= Christine Schweitzer =

German pacifist

Christine Schweitzer (born 1959) is a German pacifist whose PhD was as a peace researcher. In 2009, she completed her doctorate on interventions in the former Yugoslavia at Coventry University under the supervision of Andrew Rigby.

In addition to her work as a peace researcher, she is active as a practitioner in the field of civil conflict transformation and in the peace movement.

== Life ==
Christine Schweitzer was born in 1959 in Hamburg. She studied ethnology as well as prehistory and early history in Göttingen and Cologne from 1978 to 1987, graduating with a Master of Arts (M.A. phil.) degree. Subsequently, she was politically active in the Federation of Nonviolent Action Groups – Grassroots Revolution (FöGA) and worked at the "Graswurzelwerkstatt" (Grassroots Workshop) in Cologne until 1992. In 1988 and 1989, she was involved in founding the Bund für Soziale Verteidigung (Association for Social Defense) (BSV).

During the 1990s, she focused on conflicts in the former Yugoslavia through various projects, including as a co-founder of the international Balkan Peace Teams. From 1995 to 1998, she was employed as a scientific advisor under contract by the State Chancellery of Düsseldorf in the "Foreign Relations" department; in this role, she supported the state government in tasks such as developing a training program for peace specialists within the framework of the emerging Ziviler Friedensdienst (Civil Peace Service}. Schweitzer served as Executive Director of the BSV for the first time from 1998 to 2000 and has also been employed by the Institute for Peace Work and Nonviolent Conflict Resolution (IFGK) since 2001. Concurrently, she began working (2000–2008) as Research Director and later Programme Director for the international non-governmental organization (NGO) Nonviolent Peaceforce.

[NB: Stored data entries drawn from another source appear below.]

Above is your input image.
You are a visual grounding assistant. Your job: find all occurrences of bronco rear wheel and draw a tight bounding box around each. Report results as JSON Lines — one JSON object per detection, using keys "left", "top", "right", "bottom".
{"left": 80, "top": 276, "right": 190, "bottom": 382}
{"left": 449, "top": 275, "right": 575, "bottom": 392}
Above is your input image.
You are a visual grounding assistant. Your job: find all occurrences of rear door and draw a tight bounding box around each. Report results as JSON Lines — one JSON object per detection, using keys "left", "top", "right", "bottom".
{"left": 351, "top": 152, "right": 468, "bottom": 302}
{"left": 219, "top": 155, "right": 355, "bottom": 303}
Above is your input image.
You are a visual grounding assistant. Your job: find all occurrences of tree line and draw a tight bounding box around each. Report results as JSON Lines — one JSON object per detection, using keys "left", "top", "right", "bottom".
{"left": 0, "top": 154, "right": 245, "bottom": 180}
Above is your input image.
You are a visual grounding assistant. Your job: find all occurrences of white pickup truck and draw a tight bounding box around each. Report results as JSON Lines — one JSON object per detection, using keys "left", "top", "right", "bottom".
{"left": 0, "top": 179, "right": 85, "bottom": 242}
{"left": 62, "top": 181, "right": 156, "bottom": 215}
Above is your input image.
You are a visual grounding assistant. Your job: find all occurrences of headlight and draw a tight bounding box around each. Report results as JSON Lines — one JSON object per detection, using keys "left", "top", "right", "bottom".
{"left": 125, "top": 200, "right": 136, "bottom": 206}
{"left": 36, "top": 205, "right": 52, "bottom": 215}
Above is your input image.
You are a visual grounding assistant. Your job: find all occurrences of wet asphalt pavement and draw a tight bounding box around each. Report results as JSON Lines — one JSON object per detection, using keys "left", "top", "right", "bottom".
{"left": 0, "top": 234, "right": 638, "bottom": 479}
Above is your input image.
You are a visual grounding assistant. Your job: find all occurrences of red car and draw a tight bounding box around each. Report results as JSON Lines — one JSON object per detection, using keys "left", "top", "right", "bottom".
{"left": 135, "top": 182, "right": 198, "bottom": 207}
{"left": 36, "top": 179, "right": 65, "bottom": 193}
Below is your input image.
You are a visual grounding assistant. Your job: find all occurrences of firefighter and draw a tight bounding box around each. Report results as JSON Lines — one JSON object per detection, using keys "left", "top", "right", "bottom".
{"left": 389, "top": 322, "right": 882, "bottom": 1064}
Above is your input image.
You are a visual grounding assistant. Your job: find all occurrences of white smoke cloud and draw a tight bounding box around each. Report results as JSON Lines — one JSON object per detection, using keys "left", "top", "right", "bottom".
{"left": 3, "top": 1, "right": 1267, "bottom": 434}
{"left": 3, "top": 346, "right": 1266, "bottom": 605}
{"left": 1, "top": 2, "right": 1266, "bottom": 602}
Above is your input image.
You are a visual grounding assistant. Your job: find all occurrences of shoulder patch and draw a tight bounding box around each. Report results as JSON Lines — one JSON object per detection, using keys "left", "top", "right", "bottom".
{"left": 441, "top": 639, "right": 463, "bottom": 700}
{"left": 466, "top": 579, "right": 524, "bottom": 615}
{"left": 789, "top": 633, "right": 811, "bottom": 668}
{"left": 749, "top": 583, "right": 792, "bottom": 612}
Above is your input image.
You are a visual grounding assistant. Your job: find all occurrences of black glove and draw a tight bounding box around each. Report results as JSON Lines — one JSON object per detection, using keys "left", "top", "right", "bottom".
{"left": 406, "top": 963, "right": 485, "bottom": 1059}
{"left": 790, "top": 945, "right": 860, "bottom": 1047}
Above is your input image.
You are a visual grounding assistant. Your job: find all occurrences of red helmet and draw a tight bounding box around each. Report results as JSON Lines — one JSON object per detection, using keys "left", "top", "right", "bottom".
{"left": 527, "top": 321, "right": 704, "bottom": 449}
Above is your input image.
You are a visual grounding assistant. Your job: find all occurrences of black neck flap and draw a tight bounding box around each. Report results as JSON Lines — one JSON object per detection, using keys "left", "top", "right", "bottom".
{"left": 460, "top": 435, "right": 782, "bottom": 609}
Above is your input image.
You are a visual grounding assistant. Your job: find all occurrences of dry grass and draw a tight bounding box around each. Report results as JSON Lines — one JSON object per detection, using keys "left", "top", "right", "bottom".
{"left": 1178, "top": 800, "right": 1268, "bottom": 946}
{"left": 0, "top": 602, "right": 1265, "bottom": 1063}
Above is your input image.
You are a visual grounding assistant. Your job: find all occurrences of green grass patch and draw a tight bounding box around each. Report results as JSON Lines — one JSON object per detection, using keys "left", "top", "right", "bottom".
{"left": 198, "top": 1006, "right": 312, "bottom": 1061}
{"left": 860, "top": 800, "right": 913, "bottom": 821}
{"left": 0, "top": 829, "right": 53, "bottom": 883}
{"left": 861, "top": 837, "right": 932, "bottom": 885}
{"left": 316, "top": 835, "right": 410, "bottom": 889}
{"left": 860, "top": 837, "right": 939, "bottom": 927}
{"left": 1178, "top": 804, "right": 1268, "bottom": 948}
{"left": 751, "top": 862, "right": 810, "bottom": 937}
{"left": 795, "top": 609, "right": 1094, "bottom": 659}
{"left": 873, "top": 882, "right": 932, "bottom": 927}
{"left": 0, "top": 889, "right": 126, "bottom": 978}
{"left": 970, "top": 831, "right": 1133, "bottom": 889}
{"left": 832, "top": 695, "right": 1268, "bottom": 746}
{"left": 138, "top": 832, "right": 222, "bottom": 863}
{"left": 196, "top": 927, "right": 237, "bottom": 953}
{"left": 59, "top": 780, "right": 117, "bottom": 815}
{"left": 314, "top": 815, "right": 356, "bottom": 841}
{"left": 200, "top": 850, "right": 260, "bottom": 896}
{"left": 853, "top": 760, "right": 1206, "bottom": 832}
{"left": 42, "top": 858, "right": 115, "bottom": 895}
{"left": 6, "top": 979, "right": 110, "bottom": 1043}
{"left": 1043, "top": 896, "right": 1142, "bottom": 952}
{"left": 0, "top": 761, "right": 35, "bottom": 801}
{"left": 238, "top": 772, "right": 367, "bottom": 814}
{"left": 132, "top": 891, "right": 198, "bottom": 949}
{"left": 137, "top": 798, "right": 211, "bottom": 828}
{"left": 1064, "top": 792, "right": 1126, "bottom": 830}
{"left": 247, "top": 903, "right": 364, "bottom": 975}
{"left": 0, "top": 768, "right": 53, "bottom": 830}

From 2010 to 2012, she primarily conducted commissioned studies and twice served as Interim Programme Director for Nonviolent Peaceforce. Since October 2012, she has worked concurrently as a research associate for the IFGK and—until her retirement in March 2025—also served as Executive Director of the BSV. She is also a long-standing editor of *FriedensForum*, a publication issued by the Peace Cooperative Network (Netzwerk Friedenskooperative). Her various volunteer activities in the peace movement and peace research included serving on the boards of War Resisters’ International, the journal *Wissenschaft und Frieden*, the Arbeitsgemeinschaft für Friedens- und Konfliktforschung (Working Group for Peace and Conflict Research, AFK), and the BSV. She is also involved with the Platform for Civil Conflict Transformation and the Archiv aktiv (Hamburg). From 2014 to 2019, she served as Chair of War Resisters' International (WRI).

== Publications ==

=== As Author ===
- (2025) Unarmed Civilian Protection. Lessons for Planning for Social Defence, IFGK AP 29, February 2025, and the German version:
  - (2025) Unbewaffneter ziviler Schutz. Anregungen für die Planung von Sozialer Verteidigung, IFGK AP 30, February 2025
- (2016) with Jörgen Johansen: To Prevent or to Stop Wars: What Can Peace Movements Do? Irene Publishing ISBN 9789188061126
- (2016) Unarmed Civilian Peacekeeping: Effectively Protecting Civilians Without Threat of Violence. Ellen Furnari, Rachel Julian and Christine Schweitzer, Editor: Bund für Soziale Verteidigung, Hintergrund- und Diskussionspapier Nr. 52, September 2016, 24 p.
- (2015) Gewaltfrei gegen Terror. Nichtmilitärische Optionen gegen den Islamischen Staat. / Non-violent Action Against Terror: Non-military Options Against the Islamic State. With essays by Christine Schweitzer and Kristin Williams. Edited by the Association for Social Defense (Bund für Soziale Verteidigung), November 2015.
- (2015) Soziale Verteidigung und Gewaltfreier Aufstand Reloaded. Neue Einblicke in zivilen Widerstand (Social Defense and Nonviolent Uprising Reloaded: New Insights into Civil Resistance). Hintergrund- und Diskussionspapier Nr. 40, February 2015. Bund für Soziale Verteidigung, Minden.
- (2013) Krieg überwinden – hat das halb volle Glas einen Sprung? / Overcoming war – does the half-full glass have a crack? Hintergrund- und Diskussionspapier Nr. 33. Bund für Soziale Verteidigung, Minden, April 2013.
- (2012) with Clemens Ronnefeldt, Karl Grobe-Hagel and Andreas Buro: Syrien zwischen gewaltfreiem Aufstand und Bürgerkrieg. Dossier V des Monitoring Projekts Zivile Konfliktbearbeitung. / Syria between non-violent uprising and civil war. Dossier V of the Civil Conflict Transformation Monitoring Project. Hrsg. Kooperation für den Frieden, Bonn (online).
- (2010) Strategies of Intervention in Protracted Violent Conflicts by Civil Society Actors. The Example of Interventions in the Violent Conflicts in the Area of Former Yugoslavia. 1990–2002. Soziopublishing, Vehrte, ISBN 978-3-935431-17-0 (online; PDF; 1,7 MB).
- (2010) Für eine Welt ohne Rüstung und Militär. Nachdenken über gewaltfreie Alternativen / For a world without armaments and the military. Reflecting on non-violent alternatives.. AP 24, September. IFGK, Wahlenau (online; PDF; 378 kB).
- (2009) Erfolgreich gewaltfrei. Professionelle Praxis in ziviler Friedensförderung. / Successfully Non-Violent: Professional Practice in Civil Peacebuilding. Hrsg. IFA, IFA, Berlin (online).